As far as making public identification mandatory for those with COVID-19, that would go too far for our comfort level. Given the panic that this outbreak has spurred, there is a possibility that those so identified could be ostracized, or worse, not just while they are contagious but even afterward.

COVID-19 may be novel, but it is not the only transmittable disease that poses potentially significant risks to others. Should people with AIDS, HIV or other sexually transmitted diseases be outed, too? What about those with tuberculosis, measles or even the seasonal flu?
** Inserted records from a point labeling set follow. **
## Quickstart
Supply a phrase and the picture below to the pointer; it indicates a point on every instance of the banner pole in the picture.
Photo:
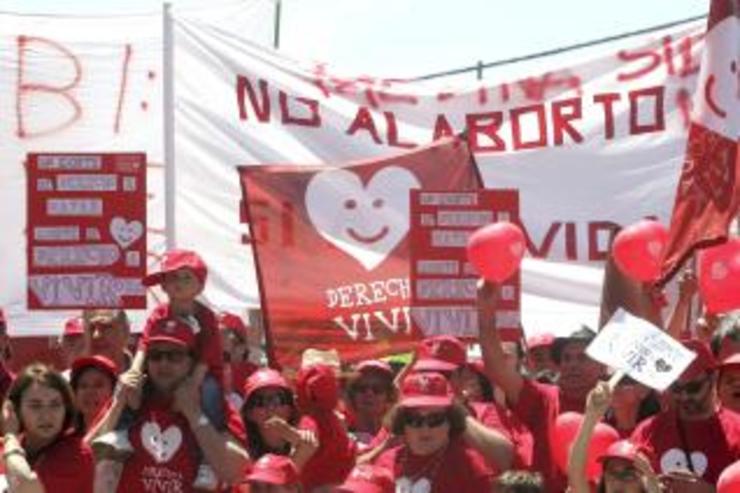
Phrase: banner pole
(168, 113)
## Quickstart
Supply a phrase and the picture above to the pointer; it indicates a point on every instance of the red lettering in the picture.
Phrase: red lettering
(313, 120)
(25, 89)
(487, 124)
(392, 132)
(607, 100)
(261, 108)
(561, 119)
(442, 127)
(516, 127)
(595, 229)
(364, 121)
(658, 123)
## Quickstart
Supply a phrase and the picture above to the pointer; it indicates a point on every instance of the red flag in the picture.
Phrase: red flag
(332, 248)
(708, 192)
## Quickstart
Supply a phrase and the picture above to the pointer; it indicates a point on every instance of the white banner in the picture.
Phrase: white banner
(590, 138)
(641, 350)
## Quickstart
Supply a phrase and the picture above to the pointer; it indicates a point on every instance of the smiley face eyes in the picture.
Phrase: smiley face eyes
(351, 204)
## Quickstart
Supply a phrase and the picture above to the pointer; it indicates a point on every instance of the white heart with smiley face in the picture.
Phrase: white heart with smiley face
(365, 221)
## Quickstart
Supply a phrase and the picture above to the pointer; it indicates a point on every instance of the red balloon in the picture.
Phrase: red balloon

For the elderly or those with underlying health problems, these illnesses can pose a death threat to them, too.

Furthermore, compelling the identification of those with the coronavirus has an uncomfortable echo to biblical times, when Jewish law required those with leprosy to tear their clothes and cry out, “Unclean, unclean,” so as to warn others to stay away.

All that said, it could help reduce the spread of the disease if those who do test positive for COVID-19 voluntarily identify themselves, at least while the number of cases is relatively small. Dr. Jim Phillips, the pastor of North Greenwood Baptist Church, took that approach on Friday when he announced on Facebook that his wife, Cynthia, had been infected by the virus. That disclosure could be beneficial to those who came into close contact with her in the days before she isolated herself at home.

Others who test positive should consider going public, too. If they are not comfortable doing so, though, that decision needs to be respected.

Disclosure should remain a personal choice and not one forced on them.